The supplier deliveries index -- the only ISM index that is inversed -- registered 48.1 in July, 0.5 point higher than the 47.6 recorded in June. In the last six months, the average reading of 47.6 (with a low of 45.8 in March) reflects the fastest supplier delivery performance since June 2009, when the index stood at 46.0.
A reading of above 50 indicates slower deliveries, which is typical as the economy improves and customer demand increases.

In other details, the prices index rose 2.7 points to a three-month high of 56.8 in July after 2.1 points to 54.1 in June for the lowest since 50.4 in March 2020. The index remains well below its record high of 83.2 hit in April and February 2022.

The inventories index fell for the second straight month, down 5.5 points at 50.4 in July, after slipping 2.4 points to 55.9 in June, surging 11.1 points to 58.3 in May and falling 5.6 points to 47.2 in April.

The index for backlog orders rose 8.2 points to 52.1 in July to be in expansion territory for the first time in five months in light of improving supply chains, after rising 3.0 points to 43.9 in June and falling 8.8 points to 40.9 in May, which was the lowest reading since 40.0 in May 2009.

The new export orders index fell 0.4 point to 61.1 in July after rebounding 2.5 points to 61.5 in June and falling 1.9 points to 59.0 in May. Of the total respondents in July, 68 percent indicated they do not perform, or do not separately measure, orders for work outside of the US.
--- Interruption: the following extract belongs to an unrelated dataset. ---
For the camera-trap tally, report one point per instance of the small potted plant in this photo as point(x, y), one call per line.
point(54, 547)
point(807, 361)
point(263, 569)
Market Consensus Before Announcement

ISM services are expected to slow 9 tenths in July to 53.0 versus 53.9 in June which was more than 3 points above expectations.

Definition

Producing a monthly composite on general activity tracked in volumes, the Institute for Supply Management surveys several hundred service-providing firms from 16 industries (construction and mining are included). The services composite index has four equally weighted components: business activity (closely related to a production index), new orders, employment, and supplier deliveries (also known as vendor performance). The first three components are seasonally adjusted but the supplier deliveries index does not have statistically significant seasonality and is not adjusted. For the composite index, a reading above 50 percent indicates that the services economy is generally expanding; below 50 percent indicates that it is generally declining. The supplier deliveries component index requires extra explanation: a reading above 50 percent indicates slower deliveries and below 50 percent indicates faster deliveries.

Description

Investors need to keep their fingers on the pulse of the economy because it dictates how various types of investments will perform. By tracking economic data like the ISM services index, investors will know what the economic backdrop is for the various markets. The services index is a composite of four equally weighted components: business activity, new orders, employment, and supplier deliveries. The stock market likes to see healthy economic growth because that translates to higher corporate profits. The bond market prefers less rapid growth and is extremely sensitive to whether the economy is growing too quickly -- and causing potential inflationary pressures. While the ISM manufacturing index has a long history that dates to the 1940s, this report goes back to 1997. Note that in 2020 the ISM changed the name of the report to services from non-manufacturing though it continues to track two key goods producing industries: construction and mining.